Sixth SenseOver on child_lit, Cheryl Klein has been asking for titles of books with big reveals, the ones with a surprise that make you rethink the whole thing. Like Gone Girl, The Thief, and most of Robert Cormier. I contributed Gene Kemp’s The Turbulent Term of Tyke Tiler, the 1977 Carnegie-winning title about an obstreperous but goodhearted kid about whom something is revealed only on the last page. (Interestingly, it’s a surprise that only dates the book today.)

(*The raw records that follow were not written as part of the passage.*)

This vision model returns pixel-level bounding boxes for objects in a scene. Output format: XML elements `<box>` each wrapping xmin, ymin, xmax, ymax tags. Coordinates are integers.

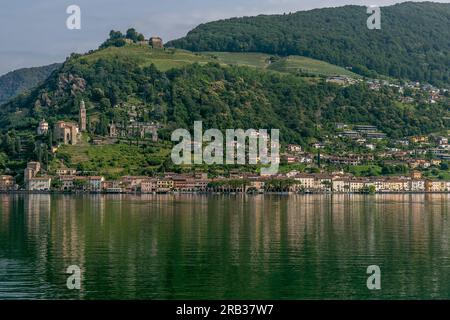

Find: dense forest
<box><xmin>0</xmin><ymin>49</ymin><xmax>448</xmax><ymax>144</ymax></box>
<box><xmin>0</xmin><ymin>63</ymin><xmax>61</xmax><ymax>105</ymax></box>
<box><xmin>167</xmin><ymin>2</ymin><xmax>450</xmax><ymax>87</ymax></box>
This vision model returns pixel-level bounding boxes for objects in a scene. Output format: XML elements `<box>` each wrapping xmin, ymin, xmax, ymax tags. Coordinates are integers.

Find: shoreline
<box><xmin>0</xmin><ymin>190</ymin><xmax>450</xmax><ymax>196</ymax></box>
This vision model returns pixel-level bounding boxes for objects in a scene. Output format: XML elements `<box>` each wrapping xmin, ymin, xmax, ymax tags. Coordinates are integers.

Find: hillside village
<box><xmin>0</xmin><ymin>29</ymin><xmax>450</xmax><ymax>193</ymax></box>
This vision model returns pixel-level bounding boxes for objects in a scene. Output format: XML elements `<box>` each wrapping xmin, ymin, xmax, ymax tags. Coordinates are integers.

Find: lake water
<box><xmin>0</xmin><ymin>194</ymin><xmax>450</xmax><ymax>299</ymax></box>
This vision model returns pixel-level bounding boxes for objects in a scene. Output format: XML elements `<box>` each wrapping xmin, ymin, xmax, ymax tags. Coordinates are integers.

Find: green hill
<box><xmin>167</xmin><ymin>2</ymin><xmax>450</xmax><ymax>86</ymax></box>
<box><xmin>0</xmin><ymin>44</ymin><xmax>449</xmax><ymax>175</ymax></box>
<box><xmin>0</xmin><ymin>63</ymin><xmax>61</xmax><ymax>105</ymax></box>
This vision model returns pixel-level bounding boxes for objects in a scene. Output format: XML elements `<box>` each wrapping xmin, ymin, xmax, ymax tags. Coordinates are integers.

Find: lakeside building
<box><xmin>0</xmin><ymin>175</ymin><xmax>17</xmax><ymax>192</ymax></box>
<box><xmin>28</xmin><ymin>176</ymin><xmax>52</xmax><ymax>191</ymax></box>
<box><xmin>36</xmin><ymin>119</ymin><xmax>49</xmax><ymax>136</ymax></box>
<box><xmin>5</xmin><ymin>166</ymin><xmax>450</xmax><ymax>193</ymax></box>
<box><xmin>23</xmin><ymin>161</ymin><xmax>41</xmax><ymax>190</ymax></box>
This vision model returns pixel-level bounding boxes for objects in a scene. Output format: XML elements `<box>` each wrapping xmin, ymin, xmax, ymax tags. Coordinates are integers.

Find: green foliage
<box><xmin>167</xmin><ymin>2</ymin><xmax>450</xmax><ymax>86</ymax></box>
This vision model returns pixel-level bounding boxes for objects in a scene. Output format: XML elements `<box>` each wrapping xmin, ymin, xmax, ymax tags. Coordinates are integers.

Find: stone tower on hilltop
<box><xmin>79</xmin><ymin>100</ymin><xmax>86</xmax><ymax>132</ymax></box>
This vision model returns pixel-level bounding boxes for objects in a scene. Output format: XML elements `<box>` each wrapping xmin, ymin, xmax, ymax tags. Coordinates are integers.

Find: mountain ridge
<box><xmin>167</xmin><ymin>2</ymin><xmax>450</xmax><ymax>86</ymax></box>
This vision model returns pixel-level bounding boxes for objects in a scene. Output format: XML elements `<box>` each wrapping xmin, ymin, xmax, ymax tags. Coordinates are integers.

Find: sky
<box><xmin>0</xmin><ymin>0</ymin><xmax>450</xmax><ymax>75</ymax></box>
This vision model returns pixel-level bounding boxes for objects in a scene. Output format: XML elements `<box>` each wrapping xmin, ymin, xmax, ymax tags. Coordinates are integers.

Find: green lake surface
<box><xmin>0</xmin><ymin>194</ymin><xmax>450</xmax><ymax>300</ymax></box>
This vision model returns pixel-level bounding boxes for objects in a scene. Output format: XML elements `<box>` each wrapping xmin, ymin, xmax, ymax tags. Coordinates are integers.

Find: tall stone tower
<box><xmin>79</xmin><ymin>100</ymin><xmax>86</xmax><ymax>132</ymax></box>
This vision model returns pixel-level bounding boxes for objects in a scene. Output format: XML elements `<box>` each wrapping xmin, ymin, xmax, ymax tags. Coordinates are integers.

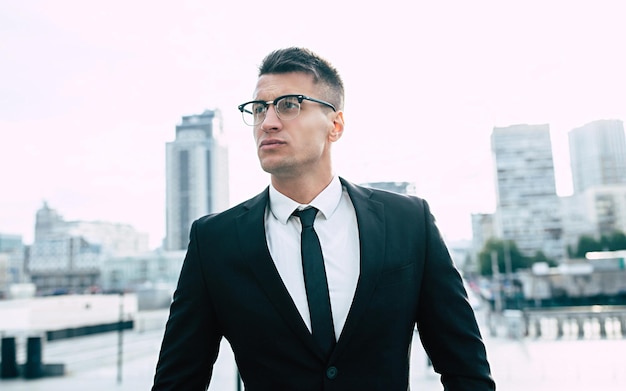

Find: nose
<box><xmin>261</xmin><ymin>105</ymin><xmax>283</xmax><ymax>133</ymax></box>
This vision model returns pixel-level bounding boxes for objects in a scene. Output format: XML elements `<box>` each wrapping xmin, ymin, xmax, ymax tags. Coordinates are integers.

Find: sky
<box><xmin>0</xmin><ymin>0</ymin><xmax>626</xmax><ymax>247</ymax></box>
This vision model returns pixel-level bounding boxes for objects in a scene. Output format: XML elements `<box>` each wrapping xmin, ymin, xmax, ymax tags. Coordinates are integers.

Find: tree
<box><xmin>478</xmin><ymin>238</ymin><xmax>532</xmax><ymax>276</ymax></box>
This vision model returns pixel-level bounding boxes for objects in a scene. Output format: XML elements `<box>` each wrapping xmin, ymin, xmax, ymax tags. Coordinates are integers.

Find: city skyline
<box><xmin>0</xmin><ymin>0</ymin><xmax>626</xmax><ymax>246</ymax></box>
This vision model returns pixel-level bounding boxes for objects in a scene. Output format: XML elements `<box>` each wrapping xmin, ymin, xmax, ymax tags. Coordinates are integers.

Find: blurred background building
<box><xmin>491</xmin><ymin>125</ymin><xmax>565</xmax><ymax>260</ymax></box>
<box><xmin>164</xmin><ymin>110</ymin><xmax>229</xmax><ymax>251</ymax></box>
<box><xmin>25</xmin><ymin>202</ymin><xmax>148</xmax><ymax>294</ymax></box>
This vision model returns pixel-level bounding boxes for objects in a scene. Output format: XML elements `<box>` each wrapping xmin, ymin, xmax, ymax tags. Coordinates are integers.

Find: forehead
<box><xmin>254</xmin><ymin>72</ymin><xmax>319</xmax><ymax>100</ymax></box>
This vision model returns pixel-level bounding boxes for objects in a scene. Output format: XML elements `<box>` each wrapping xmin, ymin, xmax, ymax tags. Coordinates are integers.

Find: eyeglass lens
<box><xmin>242</xmin><ymin>96</ymin><xmax>300</xmax><ymax>125</ymax></box>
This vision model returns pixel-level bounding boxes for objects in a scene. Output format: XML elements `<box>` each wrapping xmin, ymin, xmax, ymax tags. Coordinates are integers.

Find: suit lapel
<box><xmin>236</xmin><ymin>189</ymin><xmax>322</xmax><ymax>357</ymax></box>
<box><xmin>335</xmin><ymin>179</ymin><xmax>385</xmax><ymax>354</ymax></box>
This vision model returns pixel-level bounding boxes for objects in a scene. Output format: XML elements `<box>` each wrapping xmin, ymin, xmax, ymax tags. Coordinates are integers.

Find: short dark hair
<box><xmin>259</xmin><ymin>47</ymin><xmax>344</xmax><ymax>110</ymax></box>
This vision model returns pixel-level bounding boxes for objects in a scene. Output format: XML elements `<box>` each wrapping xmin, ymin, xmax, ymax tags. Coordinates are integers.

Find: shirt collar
<box><xmin>269</xmin><ymin>176</ymin><xmax>343</xmax><ymax>224</ymax></box>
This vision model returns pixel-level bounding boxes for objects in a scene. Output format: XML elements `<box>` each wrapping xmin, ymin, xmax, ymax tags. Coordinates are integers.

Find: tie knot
<box><xmin>293</xmin><ymin>206</ymin><xmax>317</xmax><ymax>227</ymax></box>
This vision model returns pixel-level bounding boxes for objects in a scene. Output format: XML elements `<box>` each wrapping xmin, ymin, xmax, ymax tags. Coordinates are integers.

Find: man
<box><xmin>153</xmin><ymin>48</ymin><xmax>495</xmax><ymax>391</ymax></box>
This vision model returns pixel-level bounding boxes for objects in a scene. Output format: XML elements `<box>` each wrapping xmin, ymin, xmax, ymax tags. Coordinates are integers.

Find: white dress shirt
<box><xmin>265</xmin><ymin>176</ymin><xmax>360</xmax><ymax>339</ymax></box>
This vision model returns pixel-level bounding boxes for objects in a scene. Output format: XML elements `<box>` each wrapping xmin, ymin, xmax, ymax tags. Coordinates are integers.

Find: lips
<box><xmin>259</xmin><ymin>139</ymin><xmax>286</xmax><ymax>148</ymax></box>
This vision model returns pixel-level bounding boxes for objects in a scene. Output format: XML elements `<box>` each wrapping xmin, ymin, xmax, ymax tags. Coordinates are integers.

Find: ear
<box><xmin>328</xmin><ymin>111</ymin><xmax>344</xmax><ymax>142</ymax></box>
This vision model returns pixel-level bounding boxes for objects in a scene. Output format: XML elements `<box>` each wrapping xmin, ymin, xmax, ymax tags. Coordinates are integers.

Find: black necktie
<box><xmin>293</xmin><ymin>208</ymin><xmax>335</xmax><ymax>357</ymax></box>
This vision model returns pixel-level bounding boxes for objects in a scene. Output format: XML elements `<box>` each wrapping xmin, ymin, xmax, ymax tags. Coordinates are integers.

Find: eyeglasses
<box><xmin>238</xmin><ymin>94</ymin><xmax>337</xmax><ymax>126</ymax></box>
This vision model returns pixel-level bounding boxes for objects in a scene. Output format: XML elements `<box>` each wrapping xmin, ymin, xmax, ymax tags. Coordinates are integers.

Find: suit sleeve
<box><xmin>417</xmin><ymin>201</ymin><xmax>495</xmax><ymax>391</ymax></box>
<box><xmin>152</xmin><ymin>221</ymin><xmax>222</xmax><ymax>391</ymax></box>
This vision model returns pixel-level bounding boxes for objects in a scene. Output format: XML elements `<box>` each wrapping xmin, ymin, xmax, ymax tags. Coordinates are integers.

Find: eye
<box><xmin>250</xmin><ymin>103</ymin><xmax>267</xmax><ymax>115</ymax></box>
<box><xmin>278</xmin><ymin>96</ymin><xmax>300</xmax><ymax>113</ymax></box>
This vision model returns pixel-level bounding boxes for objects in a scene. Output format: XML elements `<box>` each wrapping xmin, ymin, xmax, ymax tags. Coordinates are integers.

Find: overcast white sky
<box><xmin>0</xmin><ymin>0</ymin><xmax>626</xmax><ymax>245</ymax></box>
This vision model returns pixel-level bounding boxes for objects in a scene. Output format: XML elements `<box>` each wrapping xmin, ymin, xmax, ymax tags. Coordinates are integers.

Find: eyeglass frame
<box><xmin>237</xmin><ymin>94</ymin><xmax>337</xmax><ymax>126</ymax></box>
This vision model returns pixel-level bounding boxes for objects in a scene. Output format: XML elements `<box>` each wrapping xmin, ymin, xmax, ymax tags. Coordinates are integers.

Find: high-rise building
<box><xmin>569</xmin><ymin>120</ymin><xmax>626</xmax><ymax>194</ymax></box>
<box><xmin>491</xmin><ymin>124</ymin><xmax>565</xmax><ymax>260</ymax></box>
<box><xmin>164</xmin><ymin>110</ymin><xmax>229</xmax><ymax>251</ymax></box>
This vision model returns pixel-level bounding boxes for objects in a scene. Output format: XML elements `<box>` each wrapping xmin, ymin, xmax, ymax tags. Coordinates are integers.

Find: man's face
<box><xmin>253</xmin><ymin>72</ymin><xmax>343</xmax><ymax>178</ymax></box>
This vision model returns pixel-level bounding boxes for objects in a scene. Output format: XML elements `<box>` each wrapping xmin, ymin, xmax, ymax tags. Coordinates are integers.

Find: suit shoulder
<box><xmin>194</xmin><ymin>189</ymin><xmax>267</xmax><ymax>226</ymax></box>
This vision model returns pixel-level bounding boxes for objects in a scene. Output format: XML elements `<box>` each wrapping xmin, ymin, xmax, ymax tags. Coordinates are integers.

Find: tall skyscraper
<box><xmin>491</xmin><ymin>125</ymin><xmax>565</xmax><ymax>260</ymax></box>
<box><xmin>165</xmin><ymin>110</ymin><xmax>229</xmax><ymax>251</ymax></box>
<box><xmin>569</xmin><ymin>120</ymin><xmax>626</xmax><ymax>194</ymax></box>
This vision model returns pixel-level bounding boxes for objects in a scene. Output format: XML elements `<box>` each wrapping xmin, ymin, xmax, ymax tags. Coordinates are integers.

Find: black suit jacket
<box><xmin>153</xmin><ymin>179</ymin><xmax>495</xmax><ymax>391</ymax></box>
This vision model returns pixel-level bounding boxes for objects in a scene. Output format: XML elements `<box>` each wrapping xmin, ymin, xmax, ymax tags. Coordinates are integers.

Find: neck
<box><xmin>272</xmin><ymin>173</ymin><xmax>333</xmax><ymax>204</ymax></box>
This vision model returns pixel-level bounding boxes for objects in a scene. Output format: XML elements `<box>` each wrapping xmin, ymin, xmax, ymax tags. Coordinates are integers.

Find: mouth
<box><xmin>259</xmin><ymin>139</ymin><xmax>286</xmax><ymax>148</ymax></box>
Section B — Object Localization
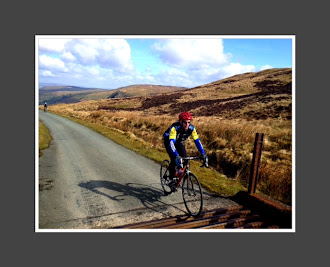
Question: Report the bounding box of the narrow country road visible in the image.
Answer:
[36,111,235,229]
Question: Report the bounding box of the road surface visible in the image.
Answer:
[37,111,235,229]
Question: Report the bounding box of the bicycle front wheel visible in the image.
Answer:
[182,172,203,217]
[160,160,172,195]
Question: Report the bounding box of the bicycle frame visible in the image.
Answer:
[174,157,200,188]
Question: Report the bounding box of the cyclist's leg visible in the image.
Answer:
[164,139,175,179]
[175,142,187,165]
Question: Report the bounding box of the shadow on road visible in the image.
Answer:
[79,181,186,216]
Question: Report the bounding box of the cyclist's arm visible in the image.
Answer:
[191,128,205,155]
[169,127,179,157]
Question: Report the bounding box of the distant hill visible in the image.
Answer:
[98,68,292,120]
[39,84,186,104]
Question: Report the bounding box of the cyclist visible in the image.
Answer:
[163,112,208,187]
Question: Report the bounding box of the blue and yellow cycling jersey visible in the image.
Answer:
[163,121,205,156]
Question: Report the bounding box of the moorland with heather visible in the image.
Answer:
[40,68,293,205]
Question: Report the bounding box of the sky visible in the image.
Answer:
[35,35,295,89]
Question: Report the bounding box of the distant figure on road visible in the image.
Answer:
[163,112,208,185]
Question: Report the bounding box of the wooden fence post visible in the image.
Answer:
[248,133,264,194]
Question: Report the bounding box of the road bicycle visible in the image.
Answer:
[160,157,207,217]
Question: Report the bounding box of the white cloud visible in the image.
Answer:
[39,39,70,53]
[153,39,229,69]
[260,65,273,70]
[39,55,67,72]
[61,52,76,61]
[40,70,56,77]
[66,39,134,72]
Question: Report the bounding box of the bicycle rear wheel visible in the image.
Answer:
[182,172,203,217]
[160,159,172,195]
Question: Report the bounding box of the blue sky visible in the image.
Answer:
[36,35,294,89]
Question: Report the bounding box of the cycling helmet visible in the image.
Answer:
[179,112,192,121]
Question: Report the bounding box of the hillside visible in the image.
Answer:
[94,68,292,120]
[39,85,186,105]
[44,68,292,205]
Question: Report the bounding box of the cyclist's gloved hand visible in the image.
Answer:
[202,154,209,167]
[175,155,183,168]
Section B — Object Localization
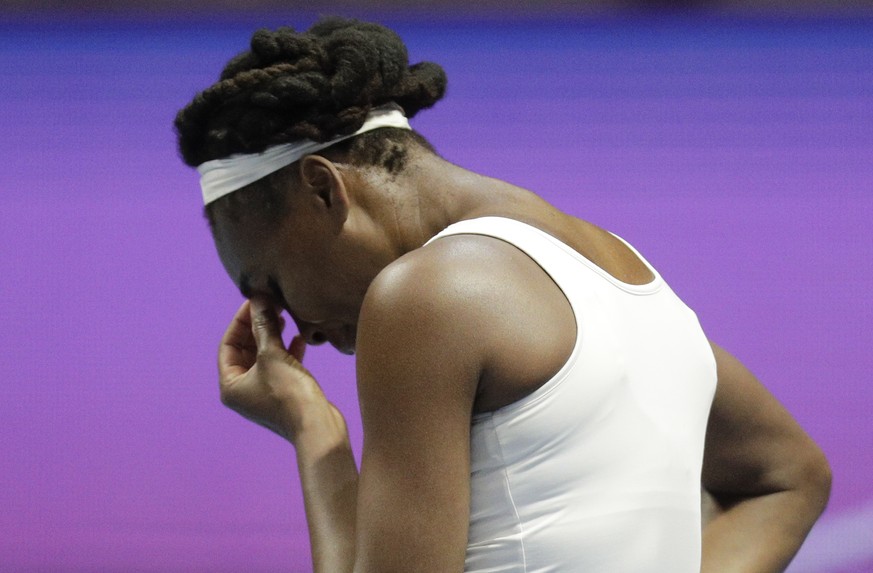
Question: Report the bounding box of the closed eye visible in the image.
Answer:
[267,277,290,312]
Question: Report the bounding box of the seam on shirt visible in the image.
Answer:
[488,417,527,573]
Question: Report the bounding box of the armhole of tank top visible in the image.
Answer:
[425,217,663,424]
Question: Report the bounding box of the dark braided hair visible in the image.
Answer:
[175,17,446,226]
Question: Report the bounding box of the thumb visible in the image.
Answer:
[250,297,285,353]
[288,334,306,364]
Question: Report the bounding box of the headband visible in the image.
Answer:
[197,104,412,205]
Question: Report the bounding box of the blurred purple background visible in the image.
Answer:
[0,8,873,573]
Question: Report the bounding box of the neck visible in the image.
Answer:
[358,153,526,258]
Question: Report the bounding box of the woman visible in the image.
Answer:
[176,19,830,573]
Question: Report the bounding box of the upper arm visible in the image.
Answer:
[356,251,485,572]
[703,344,830,508]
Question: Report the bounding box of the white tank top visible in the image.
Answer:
[426,217,716,573]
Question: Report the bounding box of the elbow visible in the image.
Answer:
[797,438,833,519]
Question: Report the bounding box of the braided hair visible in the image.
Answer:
[175,17,446,222]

Reviewers HATE these books, and it only gets worse as our reviews get disseminated to a wider audience, not just professionals selecting books for other readers, but readers themselves. I think I told you about the trouble we got in when a YA writer complained all over Twitter that the Horn Book review of her book gave away the surprise. (When I queried the reviewer about it, she said “That was the surprise?” Ouch.) And now in preparation for a Talks With Roger interview I’m reading Ilsa J. Bick‘s White Space, which is crawling with these suckers. Crawling. I guess they can’t all be The King Died and the Queen Died of Grief.

Roger Sutton About Roger Sutton

Roger Sutton has been the editor in chief of The Horn Book, Inc, since 1996. He was previously editor of The Bulletin of the Center for Children's Books and a children's and young adult librarian. He received his M.A. in library science from the University of Chicago in 1982 and a B.A. from Pitzer College in 1978. Follow him on Twitter: @RogerReads.



  1. This brings to mind “A Formal Feeling” by Zibby Oneal, whose quiet but powerful reveal near the end of the story changes everything that came before. Unfortunately, it’s out of print, as are most of Oneal’s books. Which makes me sad; she’s an under-appreciated author, in my opinion.

  2. Rusty True Browder says:

    The Language of Goldfish was a beautiful Zibby Oneal book. Am glad to be reminded of her.

  3. Gentleman and Players by Joanne Harris

  4. Katie Bircher Katie Bircher says:

    Roger, have you read Gillian Flynn’s other novels? I think Sharp Objects is my favorite of the three.